Personal information
- Date of birth: 1893
- Place of birth: Darlaston, England
- Date of death: Unknown
- Height: 5 ft 8 in (1.73 m)
- Position: Outside right

Youth career
- Darlaston

Senior career*
- Years: Team / Apps / (Gls)
- 1920–1923: Cardiff City / 9 / (1)
- 1923–1925: Manchester United / 6 / (2)
- 1925–1926: Pontypridd
- Total:  / 15 / (3)

= Sidney Evans (footballer) =

English footballer

Sidney T. Evans (1893 – after 1925) was an English footballer who played as an outside right. He was born in Darlaston, near Walsall.

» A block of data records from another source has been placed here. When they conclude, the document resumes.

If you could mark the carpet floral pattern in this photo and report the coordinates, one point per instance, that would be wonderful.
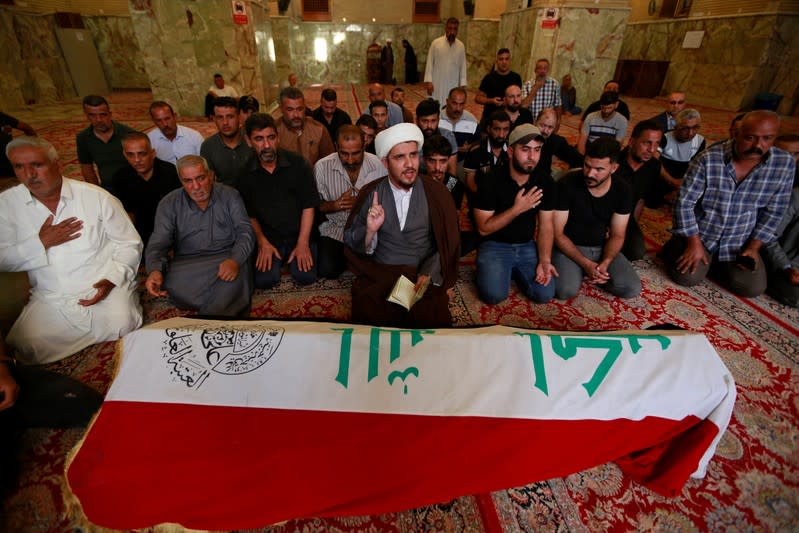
(752, 483)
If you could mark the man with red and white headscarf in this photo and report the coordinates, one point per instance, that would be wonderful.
(403, 224)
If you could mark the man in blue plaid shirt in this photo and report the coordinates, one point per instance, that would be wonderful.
(730, 203)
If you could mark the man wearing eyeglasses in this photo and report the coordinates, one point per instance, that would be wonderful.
(674, 104)
(677, 149)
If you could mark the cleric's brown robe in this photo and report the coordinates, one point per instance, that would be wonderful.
(374, 281)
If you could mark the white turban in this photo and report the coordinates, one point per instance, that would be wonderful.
(400, 133)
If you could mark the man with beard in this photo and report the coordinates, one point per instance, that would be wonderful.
(677, 148)
(300, 133)
(591, 214)
(507, 207)
(170, 140)
(513, 107)
(280, 196)
(404, 224)
(101, 143)
(428, 116)
(491, 152)
(199, 252)
(547, 121)
(143, 183)
(491, 93)
(603, 123)
(446, 63)
(730, 204)
(639, 167)
(227, 154)
(339, 177)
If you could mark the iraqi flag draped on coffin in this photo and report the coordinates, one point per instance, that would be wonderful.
(228, 425)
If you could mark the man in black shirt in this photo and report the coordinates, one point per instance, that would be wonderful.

After being spotted playing amateur football, Evans was brought to Cardiff City by then manager Fred Stewart in the club's first season in The Football League, making his debut in a 1–0 defeat to Leeds United. In his second game, he scored what would later turn out to be his only goal for the club during a 3–0 victory over Nottingham Forest. Having helped the club to win promotion to the First Division in 1921, he struggled to make an impact on the side in his second year due to the performances of Billy Grimshaw and left the club in May 1923, signing for Second Division side Manchester United. There he played as back-up to Joe Spence, but he did not make his debut until April 1924, playing in the last six matches of the 1923–24 season, as the forward line was shuffled to cover the absent James Miller. His only two goals came in the 2–2 draw at home to Clapton Orient on 21 April 1924. Spence was ever-present in the 1924–25 season as Manchester United were promoted back to the First Division, and Evans took the opportunity to leave the club for Southern League side Pontypridd in August 1925.